Week of 11/3 – Saransh Agarwal

Was behind schedule due to trouble with MATLAB Engine API (discrepancy between official documentation and implementation).  To resolve this the MATLAB code is being converted to Python and I am working on converting the environment to a previous Python version as well. It is worth pursuing both avenues as the Python version not only acts as a safeguard but also allows us to benchmark the performance between the two, to get some quantative metrics.

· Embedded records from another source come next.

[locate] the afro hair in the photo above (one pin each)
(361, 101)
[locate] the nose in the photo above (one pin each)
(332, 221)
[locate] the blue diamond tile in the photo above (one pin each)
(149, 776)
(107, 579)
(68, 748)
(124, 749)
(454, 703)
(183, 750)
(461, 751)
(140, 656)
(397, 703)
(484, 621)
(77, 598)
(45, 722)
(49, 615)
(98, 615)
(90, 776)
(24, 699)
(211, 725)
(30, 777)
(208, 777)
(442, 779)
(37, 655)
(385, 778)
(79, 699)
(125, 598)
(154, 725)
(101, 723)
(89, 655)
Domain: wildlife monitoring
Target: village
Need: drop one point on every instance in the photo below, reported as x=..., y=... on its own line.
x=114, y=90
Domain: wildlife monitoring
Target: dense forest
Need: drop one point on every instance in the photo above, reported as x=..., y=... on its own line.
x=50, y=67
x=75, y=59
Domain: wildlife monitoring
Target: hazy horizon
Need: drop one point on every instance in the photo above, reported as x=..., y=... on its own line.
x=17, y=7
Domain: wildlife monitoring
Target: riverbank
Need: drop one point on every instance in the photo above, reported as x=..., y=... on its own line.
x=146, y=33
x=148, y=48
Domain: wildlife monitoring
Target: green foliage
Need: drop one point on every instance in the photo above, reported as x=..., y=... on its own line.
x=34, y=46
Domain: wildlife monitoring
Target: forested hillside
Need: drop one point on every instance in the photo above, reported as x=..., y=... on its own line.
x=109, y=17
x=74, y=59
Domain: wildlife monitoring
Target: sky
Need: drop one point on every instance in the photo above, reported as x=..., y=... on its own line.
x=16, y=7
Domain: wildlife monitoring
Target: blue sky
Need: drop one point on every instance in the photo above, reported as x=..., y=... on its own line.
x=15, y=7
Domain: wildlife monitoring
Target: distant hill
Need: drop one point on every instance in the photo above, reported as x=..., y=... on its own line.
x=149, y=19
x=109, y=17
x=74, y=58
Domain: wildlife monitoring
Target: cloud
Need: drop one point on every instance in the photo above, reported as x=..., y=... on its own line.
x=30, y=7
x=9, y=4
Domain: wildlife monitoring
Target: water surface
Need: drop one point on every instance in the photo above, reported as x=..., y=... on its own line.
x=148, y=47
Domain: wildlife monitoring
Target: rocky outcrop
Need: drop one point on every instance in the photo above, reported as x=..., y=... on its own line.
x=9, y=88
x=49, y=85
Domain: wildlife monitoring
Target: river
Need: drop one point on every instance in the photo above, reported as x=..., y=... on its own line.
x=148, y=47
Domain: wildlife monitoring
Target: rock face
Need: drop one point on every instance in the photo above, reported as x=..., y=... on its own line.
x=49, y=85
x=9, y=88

I have also updated my schedule with more detail to focus efforts in these last 4 weeks, based on the demo date.

Week of 11/3

  • Spent time testing the filter circuit. After testing founding that the filter was starting to cut off around 60kHz, but the desire is to cut off at 14kHz. Started to build the same resistor and capacitor configuration as the current low pass filter. The plan is that with multiple low pass filters with the same configuration, the output of one low pass filter can be feed into the input of another low pass filter in order to achieve the desired frequency cut off.
  • The progress is still on schedule
  • The plan for the coming week is to continue working on the filters and solder the other 3.5mm jack breakout. Also, connect the mic, the two breakouts, the 2 sided cable, the 3.5mm jack to the usb converter, and the laptop just to see if the parts allow the mic to properly connect to the laptop

Week of 10/27 – Jiahao Zhou

This week I wrapped up the voice tempo detection. There are still areas to optimize, but for the most part it is able to detect on-beat rapping. I rectify and smooth the audio before running it through an onset detection algorithm. Then, I calculate where beats should be based on the bpm given by the backing track beat detector. Here is an example of amateur rap where it is able to detect on-beat rapping.

 

The magenta lines indicate hit beats and green lines indicate missed beats. You can see gaps in hits where the rapper is pausing and taking breaks. In the coming weeks I plan to begin integrating this into the backend and have it working on live-audio in the web app.